Improving speed and reducing costs
Today, the web security analytics tool ingests and transforms data, stores it in cloud storage, and sends the location of the file via Kafka. It then uses a Databricks Job as the ingest application. Delta Lake, the open source storage format at the base of the Databricks Data Intelligence Platform, supports real-time querying on the web security analytics data. Delta Lake also enables Akamai to scale quickly. “Delta Lake allows us to not only query the data better but to also acquire an increase in the data volume,” says Patel. “We’ve seen an 80% increase in traffic and data in the last year, so being able to scale fast is critical.”
Akamai also uses Databricks SQL (DBSQL) and Photon, which provide extremely fast query performance. Patel added that Photon provided a significant boost to query performance. Overall, Databricks’ streaming architecture combined with DBSQL and Photon enables Akamai to achieve real-time analytics, which translates to real-time business benefits.
Patel says he likes that Delta Lake is open source, as the company has benefitted from a community of users working to improve the product. “The fact that Delta Lake is open source and there’s a big community behind it means we don’t need to implement everything ourselves,” says Patel. “We benefit from fixed bugs that others have encountered and from optimizations that are contributed to the project.” Akamai worked closely with Databricks to ensure Delta Lake can meet the scale and performance requirements Akamai defined. These improvements have been contributed back to the project (many of which were made available as part of Delta Lake 2.0), and so any user running Delta Lake now benefits from the technology being tested at such a large scale in a real-world production scenario.
Meeting aggressive requirements for scale, reliability and performance
Using Spark Structured Streaming on the Databricks Data Intelligence Platform enables the web security analytics tool to stream vast volumes of data and provide low-latency, real-time analytics-as-a-service to Akamai’s customers. That way Akamai is able to make available security event data to customers within the SLA of 5 to 7 minutes from when an attack occurs. “Our focus is performance, performance, performance,” says Patel. “The platform’s performance and scalability are what drives us.”

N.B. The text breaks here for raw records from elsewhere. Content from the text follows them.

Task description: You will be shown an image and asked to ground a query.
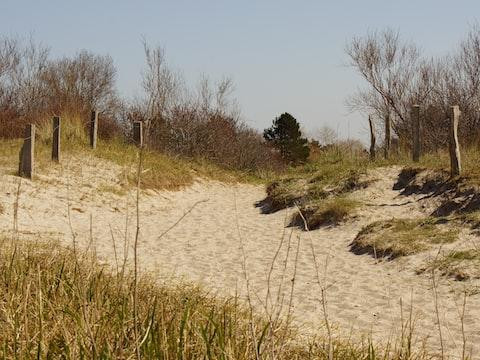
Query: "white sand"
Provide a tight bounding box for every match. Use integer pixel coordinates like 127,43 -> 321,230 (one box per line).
0,158 -> 480,358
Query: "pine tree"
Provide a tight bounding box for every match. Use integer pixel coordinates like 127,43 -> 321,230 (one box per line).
263,113 -> 310,163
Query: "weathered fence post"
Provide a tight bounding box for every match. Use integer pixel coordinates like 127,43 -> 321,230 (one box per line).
18,124 -> 35,179
411,105 -> 421,162
52,116 -> 60,162
449,105 -> 462,176
368,115 -> 376,161
133,121 -> 143,147
384,114 -> 392,159
90,110 -> 98,149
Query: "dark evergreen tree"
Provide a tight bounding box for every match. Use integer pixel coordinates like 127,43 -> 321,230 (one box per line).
263,113 -> 310,163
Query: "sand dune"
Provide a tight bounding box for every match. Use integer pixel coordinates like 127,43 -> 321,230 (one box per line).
0,158 -> 480,358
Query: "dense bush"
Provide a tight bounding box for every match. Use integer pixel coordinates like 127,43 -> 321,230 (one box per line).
0,38 -> 282,171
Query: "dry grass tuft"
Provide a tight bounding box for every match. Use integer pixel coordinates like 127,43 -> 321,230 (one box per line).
350,218 -> 458,259
418,249 -> 480,281
293,196 -> 361,229
0,238 -> 432,360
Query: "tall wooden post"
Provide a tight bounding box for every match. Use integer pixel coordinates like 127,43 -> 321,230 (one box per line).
133,121 -> 143,147
90,110 -> 98,149
411,105 -> 421,162
449,105 -> 462,176
384,114 -> 392,159
52,116 -> 60,162
368,116 -> 376,161
18,124 -> 35,179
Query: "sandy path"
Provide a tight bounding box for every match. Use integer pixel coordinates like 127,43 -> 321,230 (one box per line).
0,158 -> 480,358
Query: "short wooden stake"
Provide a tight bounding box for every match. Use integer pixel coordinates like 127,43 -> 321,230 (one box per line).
384,114 -> 392,159
133,121 -> 143,147
18,124 -> 35,179
52,116 -> 60,162
449,105 -> 462,176
90,110 -> 98,149
368,116 -> 376,161
411,105 -> 421,162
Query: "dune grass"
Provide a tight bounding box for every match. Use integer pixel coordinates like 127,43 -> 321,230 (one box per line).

Using the Databricks Data Intelligence Platform, it now takes under 1 minute to ingest the security event data. “Reducing ingestion time from 15 minutes to under 1 minute is a huge improvement,” says Patel. “It benefits our customers because they can see the security event data faster and they have a view of what exactly is happening as well as the capability to filter all of it.”

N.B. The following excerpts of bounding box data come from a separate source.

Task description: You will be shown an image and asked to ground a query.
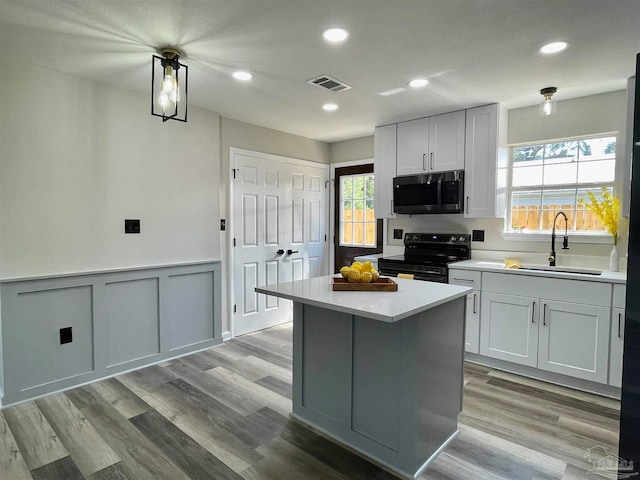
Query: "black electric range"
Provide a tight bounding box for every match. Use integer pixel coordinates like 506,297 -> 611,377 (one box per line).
378,233 -> 471,283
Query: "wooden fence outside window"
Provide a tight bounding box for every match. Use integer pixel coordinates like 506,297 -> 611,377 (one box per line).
511,205 -> 606,232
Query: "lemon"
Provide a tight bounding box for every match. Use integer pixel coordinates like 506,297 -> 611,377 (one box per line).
347,268 -> 362,283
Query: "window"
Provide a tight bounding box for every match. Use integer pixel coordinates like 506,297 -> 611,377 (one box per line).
507,135 -> 616,232
340,173 -> 376,247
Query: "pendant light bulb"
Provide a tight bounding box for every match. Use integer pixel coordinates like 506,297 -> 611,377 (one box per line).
540,87 -> 558,116
151,47 -> 189,122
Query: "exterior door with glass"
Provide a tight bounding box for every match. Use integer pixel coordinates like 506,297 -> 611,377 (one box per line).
333,164 -> 383,273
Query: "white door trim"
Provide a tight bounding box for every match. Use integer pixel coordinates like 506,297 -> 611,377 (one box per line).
226,147 -> 330,338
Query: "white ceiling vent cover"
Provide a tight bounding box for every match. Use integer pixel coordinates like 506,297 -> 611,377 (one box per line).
307,75 -> 351,92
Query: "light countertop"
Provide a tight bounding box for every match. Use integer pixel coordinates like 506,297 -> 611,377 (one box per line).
449,260 -> 627,284
256,275 -> 472,323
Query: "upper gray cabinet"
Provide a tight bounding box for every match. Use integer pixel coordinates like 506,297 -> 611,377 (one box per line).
429,110 -> 465,172
464,104 -> 509,218
396,111 -> 465,176
374,104 -> 509,218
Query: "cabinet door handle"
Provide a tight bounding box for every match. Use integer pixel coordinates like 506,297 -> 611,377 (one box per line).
618,313 -> 622,338
453,277 -> 473,283
531,302 -> 536,323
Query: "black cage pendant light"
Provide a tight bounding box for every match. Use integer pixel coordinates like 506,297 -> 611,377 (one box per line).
151,48 -> 189,122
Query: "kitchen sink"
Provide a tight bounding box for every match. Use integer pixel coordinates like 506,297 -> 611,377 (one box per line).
520,265 -> 602,275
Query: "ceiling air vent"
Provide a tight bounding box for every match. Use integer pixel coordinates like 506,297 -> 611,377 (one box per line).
307,75 -> 351,92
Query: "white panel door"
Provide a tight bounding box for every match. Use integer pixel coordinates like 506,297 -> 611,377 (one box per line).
480,292 -> 540,367
538,299 -> 611,383
231,152 -> 328,335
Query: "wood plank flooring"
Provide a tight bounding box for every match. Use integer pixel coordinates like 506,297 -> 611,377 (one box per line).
0,324 -> 619,480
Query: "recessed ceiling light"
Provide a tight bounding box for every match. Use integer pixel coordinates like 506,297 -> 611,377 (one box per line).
409,78 -> 429,88
540,42 -> 569,55
233,70 -> 253,82
322,27 -> 349,43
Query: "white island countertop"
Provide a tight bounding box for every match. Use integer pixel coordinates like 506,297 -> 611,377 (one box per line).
256,275 -> 472,323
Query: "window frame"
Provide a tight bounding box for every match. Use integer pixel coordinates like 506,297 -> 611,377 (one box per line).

Akamai’s biggest priority is to provide customers with a good experience and fast response times. To date, Akamai has moved about 70% of security event data from its on-prem architecture to Databricks, and the SLA for customer query and response time has improved significantly as a result. “Now, with the move to Databricks, our customers experience much better response time, with over 85% of queries completing under 7 seconds.” Providing that kind of real-time data means Akamai can help its customers stay vigilant and maintain an optimal security configuration.